Tech e social? Nulla di più politico. Garry Kasparov, accanito avversario di Vladimir Putin, in un'intervista a Repubblica ha citato Pavel Durov come un esempio perché è riuscito a sfuggire alla presa soffocante del Cremlino: il presidente e i suoi avevano fino a pochi giorni fa vietato Telegram, proprio perché crittografato e incontrollabile, ora però, «hanno dovuto togliere il blocco perché è molto usata dagli stessi membri del regime. La tecnologia in qualche modo trova sempre il modo di sfuggire alle dittature».
In un contesto del tutto diverso anche Mark Zuckerberg fondatore e proprietario di Facebook è nel pieno di una furibonda battaglia politica. Solo pochi giorni fa il New York Times ha preso di mira una sua cena riservata con Donald Trump che risale all'autunno scorso. Era il periodo in cui una candidata alle primarie democratiche, Elizabeth Warren, aveva esplicitamente chiesto lo spezzettamento del colosso dei social, accusato di pratiche monopolistiche. Per Zuckerberg un appoggio politico «stava diventando questione di vita o di morte», ha scritto il quotidiano americano che ha sottolineato il paradosso di Facebook, con nemici agguerriti sia a sinistra che a destra dello spettro politico: «I democratici lo odiano e ne diffidano perché diffonde la disinformazione di destra e ha aiutato a eleggere Trump. I repubblicani lo odiano e ne diffidano perché è gestito da un gruppo di liberal californiani e perché ogni tanto cancella dalle sue pagine un po' di tesi della destra estrema».

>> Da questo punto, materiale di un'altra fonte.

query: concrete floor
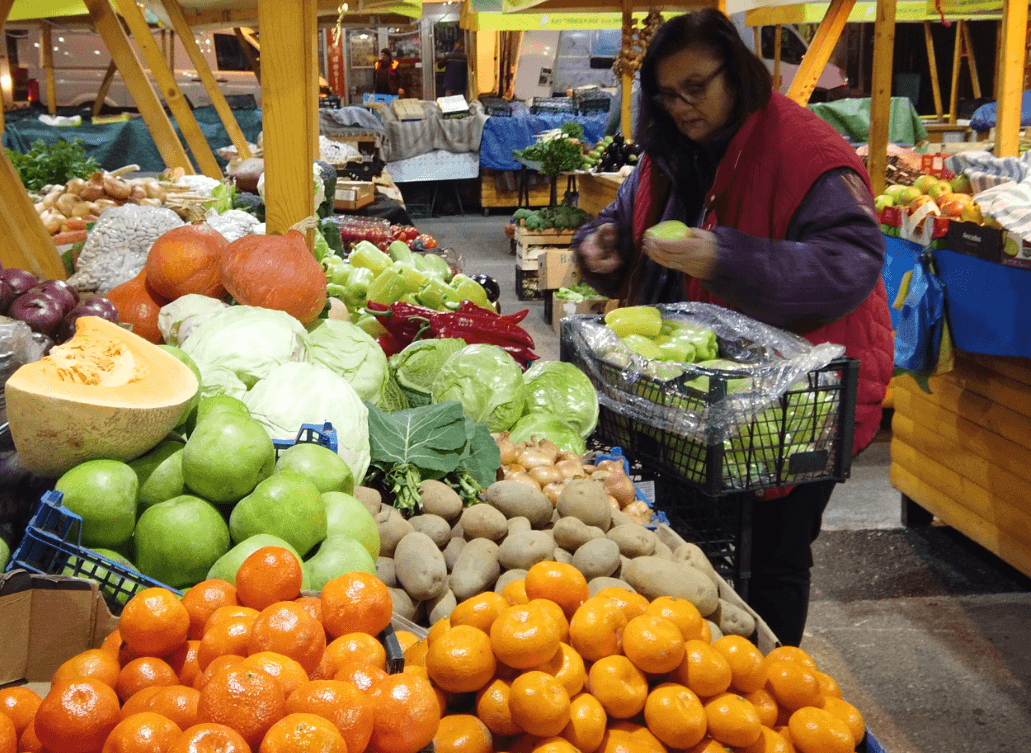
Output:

In questo quadro anche la politica scelta da Zuckerberg nei confronti delle sparate di Trump è diventata oggetto di polemica. «Non penso che sia giusto per una società privata censurare politici o le notizie che circolano in una democrazia», ha chiarito il fondatore di Facebook. Così la società, a differenza di Twitter, non blocca le dichiarazioni del presidente anche quando fattualmente inesatte. Solo in una circostanza Facebook si è mossa, quando un post della campagna per la rielezione dell'inquilino della Casa Bianca, ha ripreso un simbolo utilizzato anche da gruppi nazisti.
Per la destra un'apprezzabile interpretazione del proprio ruolo di «piazza virtuale», destinata a rimanere neutrale sui contenuti. Per la sinistra, invece, un'inaccettabile acquiescenza di fronte alle fake news presidenziali.